Woman's Work in the Civil War: A Record of Heroism, Patriotism and Patience

By L. P. Brockett; Mary C. Vaughan | Go to book overview

MISS HETTY A. JONES.*

AMONG the thousands of noble women who devoted their time and services to the cause of our suffering soldiers during the rebellion there were few who sacrificed more of comfort, money or health, than Miss Hetty A. Jones of Roxborough, in the city of Philadelphia. She was a daughter of the late Rev. Horatio Gates Jones, D.D., for many years pastor of the Lower Merion Baptist Church, and a sister of the Hon. J. Richter Jones, who was Colonel of the Fifty-eighth Regiment Pennsylvania Volunteers, and who was killed at the head of his regiment, near Newbern, N. C., in May, 1863, and grand-daughter of Rev. Dr. David Jones, a revolutionary chaplain, eminently patriotic.

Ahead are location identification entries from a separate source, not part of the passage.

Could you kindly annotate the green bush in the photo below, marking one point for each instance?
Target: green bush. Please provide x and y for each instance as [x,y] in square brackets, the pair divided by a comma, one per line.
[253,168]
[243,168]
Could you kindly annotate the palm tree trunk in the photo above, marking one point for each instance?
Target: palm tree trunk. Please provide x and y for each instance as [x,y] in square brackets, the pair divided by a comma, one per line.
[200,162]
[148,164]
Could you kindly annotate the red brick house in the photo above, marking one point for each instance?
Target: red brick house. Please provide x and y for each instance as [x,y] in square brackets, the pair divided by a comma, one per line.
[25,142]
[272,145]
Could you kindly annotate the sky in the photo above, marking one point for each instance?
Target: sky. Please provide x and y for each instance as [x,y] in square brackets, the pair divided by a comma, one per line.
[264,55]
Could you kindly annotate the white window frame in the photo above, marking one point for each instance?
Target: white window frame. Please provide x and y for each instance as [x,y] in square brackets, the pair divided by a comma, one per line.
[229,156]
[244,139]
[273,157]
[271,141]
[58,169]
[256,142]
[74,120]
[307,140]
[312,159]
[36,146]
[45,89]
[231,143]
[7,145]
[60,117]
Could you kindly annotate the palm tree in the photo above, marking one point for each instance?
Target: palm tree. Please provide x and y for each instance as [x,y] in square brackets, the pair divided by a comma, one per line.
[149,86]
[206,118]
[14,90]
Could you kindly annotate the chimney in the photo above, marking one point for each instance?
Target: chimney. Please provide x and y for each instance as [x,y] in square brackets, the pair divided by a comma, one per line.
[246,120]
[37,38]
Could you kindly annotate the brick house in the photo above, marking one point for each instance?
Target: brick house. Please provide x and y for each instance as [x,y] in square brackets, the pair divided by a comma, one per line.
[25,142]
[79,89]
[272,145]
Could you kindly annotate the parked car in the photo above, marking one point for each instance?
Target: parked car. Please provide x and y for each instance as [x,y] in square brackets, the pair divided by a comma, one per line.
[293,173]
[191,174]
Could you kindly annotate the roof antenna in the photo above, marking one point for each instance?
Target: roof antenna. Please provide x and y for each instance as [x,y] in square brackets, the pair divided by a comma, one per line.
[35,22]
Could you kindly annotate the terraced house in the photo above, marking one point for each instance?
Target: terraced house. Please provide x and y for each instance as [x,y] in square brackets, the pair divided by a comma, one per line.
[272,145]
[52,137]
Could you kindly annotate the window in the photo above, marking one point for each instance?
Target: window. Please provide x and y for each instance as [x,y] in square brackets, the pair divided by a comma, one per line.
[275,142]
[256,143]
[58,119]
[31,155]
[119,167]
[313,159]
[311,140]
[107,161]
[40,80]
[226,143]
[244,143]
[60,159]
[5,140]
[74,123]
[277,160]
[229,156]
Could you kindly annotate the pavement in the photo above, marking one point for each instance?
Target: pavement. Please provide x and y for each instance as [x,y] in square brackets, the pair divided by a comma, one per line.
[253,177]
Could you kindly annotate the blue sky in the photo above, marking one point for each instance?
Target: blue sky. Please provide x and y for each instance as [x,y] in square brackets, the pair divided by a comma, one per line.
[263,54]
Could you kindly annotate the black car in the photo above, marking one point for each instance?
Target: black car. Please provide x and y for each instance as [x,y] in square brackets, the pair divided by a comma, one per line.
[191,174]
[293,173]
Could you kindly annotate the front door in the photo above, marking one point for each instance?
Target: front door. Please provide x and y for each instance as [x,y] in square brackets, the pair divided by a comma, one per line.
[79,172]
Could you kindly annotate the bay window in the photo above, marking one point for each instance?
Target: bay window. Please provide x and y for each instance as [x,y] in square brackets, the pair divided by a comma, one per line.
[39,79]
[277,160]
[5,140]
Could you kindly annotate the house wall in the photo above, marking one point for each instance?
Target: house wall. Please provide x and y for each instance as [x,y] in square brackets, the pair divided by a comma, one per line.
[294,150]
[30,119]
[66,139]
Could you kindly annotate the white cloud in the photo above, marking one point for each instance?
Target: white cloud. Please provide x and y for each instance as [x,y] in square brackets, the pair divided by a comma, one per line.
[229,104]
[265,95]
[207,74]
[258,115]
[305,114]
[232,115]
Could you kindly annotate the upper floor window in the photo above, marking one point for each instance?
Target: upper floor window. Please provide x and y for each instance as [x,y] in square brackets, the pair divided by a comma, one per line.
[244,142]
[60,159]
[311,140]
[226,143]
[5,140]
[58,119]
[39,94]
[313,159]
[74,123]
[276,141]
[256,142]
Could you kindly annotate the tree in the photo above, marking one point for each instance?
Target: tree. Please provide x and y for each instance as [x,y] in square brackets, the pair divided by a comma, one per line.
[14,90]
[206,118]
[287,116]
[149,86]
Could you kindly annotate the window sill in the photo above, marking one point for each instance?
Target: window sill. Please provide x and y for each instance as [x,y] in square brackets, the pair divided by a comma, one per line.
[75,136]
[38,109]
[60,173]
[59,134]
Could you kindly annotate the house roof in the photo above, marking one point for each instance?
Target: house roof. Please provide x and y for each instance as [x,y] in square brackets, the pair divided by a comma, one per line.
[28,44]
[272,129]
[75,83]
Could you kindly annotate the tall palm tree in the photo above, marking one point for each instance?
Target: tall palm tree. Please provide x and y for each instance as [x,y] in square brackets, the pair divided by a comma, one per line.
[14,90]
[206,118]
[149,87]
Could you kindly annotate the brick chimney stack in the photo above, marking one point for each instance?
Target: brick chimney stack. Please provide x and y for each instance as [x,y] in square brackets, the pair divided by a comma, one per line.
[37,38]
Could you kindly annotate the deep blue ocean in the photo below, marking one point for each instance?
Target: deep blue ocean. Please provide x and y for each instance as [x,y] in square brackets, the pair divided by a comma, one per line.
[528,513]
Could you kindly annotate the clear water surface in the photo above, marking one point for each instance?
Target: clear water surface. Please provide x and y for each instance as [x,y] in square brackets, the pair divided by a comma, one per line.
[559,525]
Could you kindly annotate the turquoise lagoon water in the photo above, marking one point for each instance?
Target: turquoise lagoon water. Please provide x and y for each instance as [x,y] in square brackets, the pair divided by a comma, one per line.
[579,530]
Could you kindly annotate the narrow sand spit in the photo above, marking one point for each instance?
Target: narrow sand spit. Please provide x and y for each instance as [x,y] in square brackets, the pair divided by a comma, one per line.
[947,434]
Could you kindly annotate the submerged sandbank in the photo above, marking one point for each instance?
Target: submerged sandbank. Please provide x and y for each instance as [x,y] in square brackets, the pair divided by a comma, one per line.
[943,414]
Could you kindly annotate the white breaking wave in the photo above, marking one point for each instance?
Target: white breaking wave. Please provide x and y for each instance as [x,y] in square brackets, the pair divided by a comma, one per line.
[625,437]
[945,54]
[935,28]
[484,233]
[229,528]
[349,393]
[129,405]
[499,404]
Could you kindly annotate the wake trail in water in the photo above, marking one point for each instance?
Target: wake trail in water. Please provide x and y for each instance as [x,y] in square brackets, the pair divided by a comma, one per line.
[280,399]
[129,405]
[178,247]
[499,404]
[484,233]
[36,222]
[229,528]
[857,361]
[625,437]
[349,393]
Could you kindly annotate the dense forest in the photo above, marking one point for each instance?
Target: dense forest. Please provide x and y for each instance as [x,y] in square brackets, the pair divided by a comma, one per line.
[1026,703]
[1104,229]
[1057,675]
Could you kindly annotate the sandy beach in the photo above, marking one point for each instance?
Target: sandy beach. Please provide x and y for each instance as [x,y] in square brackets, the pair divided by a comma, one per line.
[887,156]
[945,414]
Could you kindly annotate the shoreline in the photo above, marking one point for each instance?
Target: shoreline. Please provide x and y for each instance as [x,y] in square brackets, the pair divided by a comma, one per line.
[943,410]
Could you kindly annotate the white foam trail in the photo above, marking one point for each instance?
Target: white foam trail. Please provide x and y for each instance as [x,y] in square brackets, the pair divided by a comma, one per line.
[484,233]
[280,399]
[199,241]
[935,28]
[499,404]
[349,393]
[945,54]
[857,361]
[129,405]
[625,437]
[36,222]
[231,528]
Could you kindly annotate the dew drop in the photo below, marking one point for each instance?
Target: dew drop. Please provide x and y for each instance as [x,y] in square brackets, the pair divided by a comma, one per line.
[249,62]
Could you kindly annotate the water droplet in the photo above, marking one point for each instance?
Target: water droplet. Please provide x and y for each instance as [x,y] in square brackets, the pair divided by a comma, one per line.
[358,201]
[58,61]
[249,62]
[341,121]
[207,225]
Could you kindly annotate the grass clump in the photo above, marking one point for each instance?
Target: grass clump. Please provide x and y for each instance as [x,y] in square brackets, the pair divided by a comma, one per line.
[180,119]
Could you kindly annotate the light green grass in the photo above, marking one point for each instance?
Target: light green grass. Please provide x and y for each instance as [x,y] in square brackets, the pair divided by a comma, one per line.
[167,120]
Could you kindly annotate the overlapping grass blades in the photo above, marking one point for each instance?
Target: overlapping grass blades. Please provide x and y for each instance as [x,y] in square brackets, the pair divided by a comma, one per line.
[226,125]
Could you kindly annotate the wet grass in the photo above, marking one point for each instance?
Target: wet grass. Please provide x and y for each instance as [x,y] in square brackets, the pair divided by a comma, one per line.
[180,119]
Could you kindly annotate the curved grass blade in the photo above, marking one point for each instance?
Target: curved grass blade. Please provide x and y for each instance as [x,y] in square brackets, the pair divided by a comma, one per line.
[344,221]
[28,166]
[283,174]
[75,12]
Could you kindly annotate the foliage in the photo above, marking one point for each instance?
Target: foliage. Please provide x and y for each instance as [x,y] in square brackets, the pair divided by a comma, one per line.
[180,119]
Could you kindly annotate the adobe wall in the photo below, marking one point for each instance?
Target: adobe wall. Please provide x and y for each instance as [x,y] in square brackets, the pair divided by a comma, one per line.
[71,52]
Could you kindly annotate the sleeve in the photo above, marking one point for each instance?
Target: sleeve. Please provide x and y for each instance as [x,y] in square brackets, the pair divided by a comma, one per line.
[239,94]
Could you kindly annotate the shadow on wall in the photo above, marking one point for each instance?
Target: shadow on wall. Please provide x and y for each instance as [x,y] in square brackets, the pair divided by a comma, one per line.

At the commencement of the war Miss Jones freely gave of her means to equip the companies which were organized in her own neighborhood, and when the news came of the death of her brave oldest brother, although for a time shocked by the occurrence, she at once devoted her time and means to relieve the wants of the suffering. She attached herself to the Filbert Street Hospital in Philadelphia, and thither she went for weeks and months, regardless of her own comfort or health. Naturally of a bright and cheerful disposition, she carried these qualities into her work, and wherever she went she dispensed joy and

____________________
*
The sketch of Miss Jones belonged appropriately in Part II. but the materials for it were not received till that part of the work was printed, and we are therefore under the necessity of inserting it here.